Part of the GATE study roadmap. Verbal Ability topic gate-va-007 of Verbal Ability.

Analogy

Concept

Analogy questions present two words with a specific relationship, then ask you to identify which answer option shares the same relationship with a third word. The challenge isn’t vocabulary strength alone — it’s your ability to categorize the type of relationship and then locate that relationship in a new context. Engineers think in systems and relationships, so analogy questions naturally test that analytical mindset.
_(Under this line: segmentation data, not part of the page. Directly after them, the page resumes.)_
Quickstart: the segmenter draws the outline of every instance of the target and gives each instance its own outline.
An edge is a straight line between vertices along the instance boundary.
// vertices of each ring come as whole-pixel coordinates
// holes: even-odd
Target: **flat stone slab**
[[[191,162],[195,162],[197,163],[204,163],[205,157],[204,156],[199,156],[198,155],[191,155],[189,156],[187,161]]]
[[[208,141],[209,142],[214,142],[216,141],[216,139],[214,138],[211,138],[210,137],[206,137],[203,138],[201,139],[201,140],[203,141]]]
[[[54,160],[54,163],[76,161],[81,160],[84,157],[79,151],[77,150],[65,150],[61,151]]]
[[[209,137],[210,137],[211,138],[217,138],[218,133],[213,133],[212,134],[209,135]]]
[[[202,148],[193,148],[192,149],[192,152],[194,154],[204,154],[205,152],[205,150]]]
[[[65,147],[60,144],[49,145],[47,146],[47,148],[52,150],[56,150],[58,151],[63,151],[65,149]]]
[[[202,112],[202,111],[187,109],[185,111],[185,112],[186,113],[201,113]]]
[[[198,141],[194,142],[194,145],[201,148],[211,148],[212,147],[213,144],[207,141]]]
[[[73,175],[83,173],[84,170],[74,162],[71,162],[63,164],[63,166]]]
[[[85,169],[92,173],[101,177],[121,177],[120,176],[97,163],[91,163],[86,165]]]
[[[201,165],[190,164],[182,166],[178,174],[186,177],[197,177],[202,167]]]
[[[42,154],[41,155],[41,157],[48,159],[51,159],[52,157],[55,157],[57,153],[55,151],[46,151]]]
The key is resisting the urge to find a superficial connection. “Bird” and “nest” might seem like they go together because birds live in nests, but the precise relationship is “creature : habitat.” Then you’d look for other creature-habitat pairs: “fish : water,” “burrow : rabbit,” “den : bear.” This precision in relationship naming is what analogy questions reward.

Types & Approach

Part-Whole: Hand : Body, Chapter : Book, Petal : Flower Cause-Effect: Fire : Burn, Rain : Flood, Effort : Success Worker-Tool: Surgeon : Scalpel, Writer : Pen, Painter : Brush Sequence/Order: Breakfast : Lunch : Dinner, Inhale : Exhale, Birth : Death **Degree:**同意 :狂热 (Consent : Fanaticism), Cold : Freezing, Fond : Obsessed Function/Purpose: Knife : Cut, Hammer : Strike, Thermometer : Measure Similarity/Resemblance: Twin : Resemble, Map : Territory, Echo : Reflection Opposite: Black : White, Hot : Cold, Generous : Stingy Source-Product: Tree : Fruit, Cow : Milk, Wheat : Bread

Approach: First, name the relationship between the first pair in precise, simple terms. Second, generate 2-3 possible relationships the answer pairs could have. Third, match — the correct answer will satisfy the exact same relationship type.

Step-by-Step Example

Q: CROW : BIRDCAR :: BUTTERFLY : ___ (A) Insect (B) Cocoon (C) Caterpillar (D) Wings

Approach: Step 1 → CROW is a specific type of bird. “Birdcar” is not a standard word — let’s reconsider. Actually: CROW : BIRD :: BUTTERFLY : ___ could be “CROW is a type of BIRD, so BUTTERFLY is a type of ___.” Step 2 → Butterfly is a type of insect (not a cocoon, which is what it transforms into, or wings, which are parts) Step 3 → The relationship is “specific type : general category” Answer: (A) Insect

Common Mistakes

  • Settling for vague connections → Be specific: “related to” is useless; “type of,” “opposite of,” “part of” are precise
  • Missing double relationships → Some pairs have two valid relationships; use context to determine which one is relevant
  • Rushing past the first pair → Many students jump to options before properly analyzing the given pair, leading to wrong relationship identification

📐 Diagram Reference

Relationship type wheel with 8 categories: Part-Whole, Cause-Effect, Worker-Tool, Sequence, Degree, Function, Similarity, Opposite

Diagrams are generated per-topic using AI. Support for AI-generated educational diagrams coming soon.